Repace attacked the question the only way he could as a practical matter—mathematically, using hypothetical constructs based on straightforward national tables and standards, rather than by costly epidemiological studies tracking specific population groups and their real-life exposure to ETS. Basic to his calculations was a 1980 study of disease and death rates among a group of Seventh-Day Adventists (SDA), the least smoke-exposed cohort Repace could find. Not only were there serious SDA strictures against smoking, but adherents of that faith socialized heavily among themselves, and an unusually large proportion of them worked for the church. The death rate from lung cancer among SDA wives was found in the study to be about 5.3 per 100,000, compared with about 12.7 among nonsmoking wives of smoking husbands in the non-SDA cohort chosen for comparison; Repace attributed the differential of 7.4 deaths per 100,000 entirely to the non-SDA wives’ exposure to their husbands’ smoking, even though the authors of the study had not, suggesting that factors such as diets low in meat among the SDA cohort might somehow have been involved. By multiplying the 7.4 differential figure by the exposed nonsmoking population over age thirty-five, Repace came out with an annual lung cancer death toll attributable to ETS of about 5,000 Americans.
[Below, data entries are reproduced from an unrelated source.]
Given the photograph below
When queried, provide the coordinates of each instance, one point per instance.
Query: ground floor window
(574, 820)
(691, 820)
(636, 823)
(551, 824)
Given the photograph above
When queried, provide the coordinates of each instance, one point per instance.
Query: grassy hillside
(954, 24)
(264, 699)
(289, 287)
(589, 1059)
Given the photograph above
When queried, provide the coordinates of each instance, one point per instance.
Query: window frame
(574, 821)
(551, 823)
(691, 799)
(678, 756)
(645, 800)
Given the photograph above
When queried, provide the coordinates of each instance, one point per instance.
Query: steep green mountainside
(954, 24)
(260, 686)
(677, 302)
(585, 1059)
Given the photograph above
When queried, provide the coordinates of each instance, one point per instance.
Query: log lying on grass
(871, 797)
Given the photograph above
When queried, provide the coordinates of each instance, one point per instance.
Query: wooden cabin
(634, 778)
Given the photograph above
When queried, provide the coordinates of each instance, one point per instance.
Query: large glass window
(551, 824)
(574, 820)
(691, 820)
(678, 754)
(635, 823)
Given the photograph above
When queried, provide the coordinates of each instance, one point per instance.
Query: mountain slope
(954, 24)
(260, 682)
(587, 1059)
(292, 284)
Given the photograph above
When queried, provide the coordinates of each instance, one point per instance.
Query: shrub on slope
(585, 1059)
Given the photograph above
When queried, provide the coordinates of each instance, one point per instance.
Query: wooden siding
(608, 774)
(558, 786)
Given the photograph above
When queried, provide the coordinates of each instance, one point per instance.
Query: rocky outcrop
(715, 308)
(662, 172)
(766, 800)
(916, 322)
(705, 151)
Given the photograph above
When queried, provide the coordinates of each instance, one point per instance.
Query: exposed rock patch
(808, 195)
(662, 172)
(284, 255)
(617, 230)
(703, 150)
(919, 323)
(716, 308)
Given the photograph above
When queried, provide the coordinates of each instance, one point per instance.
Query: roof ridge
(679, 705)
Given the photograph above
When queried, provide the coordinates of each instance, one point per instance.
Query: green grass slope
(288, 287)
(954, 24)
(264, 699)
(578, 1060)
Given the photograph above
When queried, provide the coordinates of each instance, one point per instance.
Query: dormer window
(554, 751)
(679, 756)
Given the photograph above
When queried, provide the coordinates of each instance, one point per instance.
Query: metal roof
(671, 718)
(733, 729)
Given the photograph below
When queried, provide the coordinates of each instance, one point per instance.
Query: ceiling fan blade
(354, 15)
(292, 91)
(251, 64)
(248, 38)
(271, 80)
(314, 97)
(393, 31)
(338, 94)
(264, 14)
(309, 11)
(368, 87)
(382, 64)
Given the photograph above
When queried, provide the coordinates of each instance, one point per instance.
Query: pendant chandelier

He then checked this against figures he derived from models or averages he used in determining the total national exposure to ETS. He assumed, by way of examples, that a third of adult Americans were smokers; that they smoked two
cigarettes an hour in the course of a sixteen-hour waking day; that adults spent 90 percent of their time inside their homes or offices; that the average home (according to the National Association of Home Builders) contained 1,500 square feet with a height of 8 feet and that the average work site accommodated seven people per 1,000 square feet with a height of 10 feet; and that the U.S. workforce was divided about equally between white-collar workers, 80 percent of whom were exposed to ETS, and blue-collar workers, of whom only 50 percent were smoke-exposed due to safety or sanitary regulations. Further assuming that the RSP intake consisted largely of ETS, Repace concluded that the average nonsmoking American adult environmentally absorbed 1.43 milligrams of tar daily, or about the equivalent of one or two ultra-low-tar cigarettes smoked directly. He then divided the SDA-derived differential figure of 7.4 lung cancer deaths per 100,000 that he attributed to ETS by that 1.43-milligram exposure level and emerged with a risk exposure level of five deaths per 100,000 per milligram of tar absorbed per day per smoker—and that worked out to between 500 and 5,000 annual deaths, apparently corroborating the SDA-based calculations.